The functions runner_doself_branch_density, runner_dopair_branch_new_iact, runner_dosub_self_new_iact, and runner_dosub_pair_new_iact will be properly found and linked this way. All that’s left for you to do is to write the function into which IACT_NEW will expand, in the above case it would be runner_iact_new_iact.
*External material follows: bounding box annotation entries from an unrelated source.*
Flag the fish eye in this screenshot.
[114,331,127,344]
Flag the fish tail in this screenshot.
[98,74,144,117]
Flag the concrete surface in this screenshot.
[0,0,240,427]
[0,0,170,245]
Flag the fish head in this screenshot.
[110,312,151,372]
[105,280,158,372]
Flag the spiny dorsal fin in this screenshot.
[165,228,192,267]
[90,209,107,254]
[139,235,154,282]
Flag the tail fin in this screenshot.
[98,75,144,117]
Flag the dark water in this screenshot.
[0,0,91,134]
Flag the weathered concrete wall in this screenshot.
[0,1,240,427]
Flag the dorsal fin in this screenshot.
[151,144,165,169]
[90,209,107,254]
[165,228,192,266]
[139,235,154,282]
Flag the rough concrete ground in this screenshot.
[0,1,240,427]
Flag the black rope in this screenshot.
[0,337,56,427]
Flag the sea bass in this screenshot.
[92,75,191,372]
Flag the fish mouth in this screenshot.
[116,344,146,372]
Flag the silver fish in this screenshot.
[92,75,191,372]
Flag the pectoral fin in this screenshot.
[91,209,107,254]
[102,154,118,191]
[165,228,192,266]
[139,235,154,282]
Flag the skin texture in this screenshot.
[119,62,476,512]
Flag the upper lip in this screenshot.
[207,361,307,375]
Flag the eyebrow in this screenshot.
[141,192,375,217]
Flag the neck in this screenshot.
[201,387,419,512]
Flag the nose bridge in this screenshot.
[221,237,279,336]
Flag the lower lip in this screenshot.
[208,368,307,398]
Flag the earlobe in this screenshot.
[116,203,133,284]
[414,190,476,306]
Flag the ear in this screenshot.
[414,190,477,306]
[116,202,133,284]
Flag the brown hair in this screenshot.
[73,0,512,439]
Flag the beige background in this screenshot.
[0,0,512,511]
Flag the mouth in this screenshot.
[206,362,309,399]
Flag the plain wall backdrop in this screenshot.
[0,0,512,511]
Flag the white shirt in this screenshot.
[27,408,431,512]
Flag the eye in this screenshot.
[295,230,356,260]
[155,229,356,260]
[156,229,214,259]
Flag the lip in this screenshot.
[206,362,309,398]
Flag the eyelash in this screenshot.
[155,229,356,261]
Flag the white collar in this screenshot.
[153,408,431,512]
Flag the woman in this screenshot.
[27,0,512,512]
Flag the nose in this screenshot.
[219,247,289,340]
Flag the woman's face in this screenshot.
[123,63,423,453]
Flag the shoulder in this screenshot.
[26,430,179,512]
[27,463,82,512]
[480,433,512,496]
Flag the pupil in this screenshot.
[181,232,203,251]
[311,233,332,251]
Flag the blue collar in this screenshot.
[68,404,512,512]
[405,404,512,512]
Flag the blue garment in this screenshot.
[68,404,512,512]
If you intend on using existing neighbour loops with a new different name, or plan on including your newly written header files multiple times with slight changes that can be dealt with a preprocessing macro, you can define a new macro like this:

/* ... lots of includes and stuff ... */

/* Import new interaction loop functions. */
#define FUNCTION new_iact
#define FUNCTION_TASK_LOOP TASK_LOOP_NEW_IACT
#include "runner_doiact_my_suff.h"
#undef FUNCTION
#undef FUNCTION_TASK_LOOP

/**
 * @brief The #runner main thread routine.
 *
 * @param data A pointer to this thread's data.
 */
void *runner_main(void *data) {
    /* ... */

}

However, in that case you will also need to give your TASK_LOOP_NEW_IACT a unique definition in src/runner.h, e.g.:

/* Unique identifier of loop types */
#define TASK_LOOP_DENSITY 0
#define TASK_LOOP_GRADIENT 1
#define TASK_LOOP_FORCE 2
#define TASK_LOOP_LIMITER 3
#define TASK_LOOP_FEEDBACK 4
#define TASK_LOOP_SWALLOW 5
#define TASK_LOOP_SINK_FORMATION 6
#define TASK_LOOP_NEW_IACT 7

Finalizing your Task

Now that you have done the easiest part, you can start debugging by implementing a test and/or an example. Before creating your merge request with your new task, do not forget the most funny part that consists in writing a nice and beautiful documentation ;)

Things to Keep in Mind

If you are inserting a new neighbour loop in between existing loops, or want to insert more than one neighbour loop, usually a new ghost task in between them is also needed.
Neighbour loops may also require MPI communication tasks.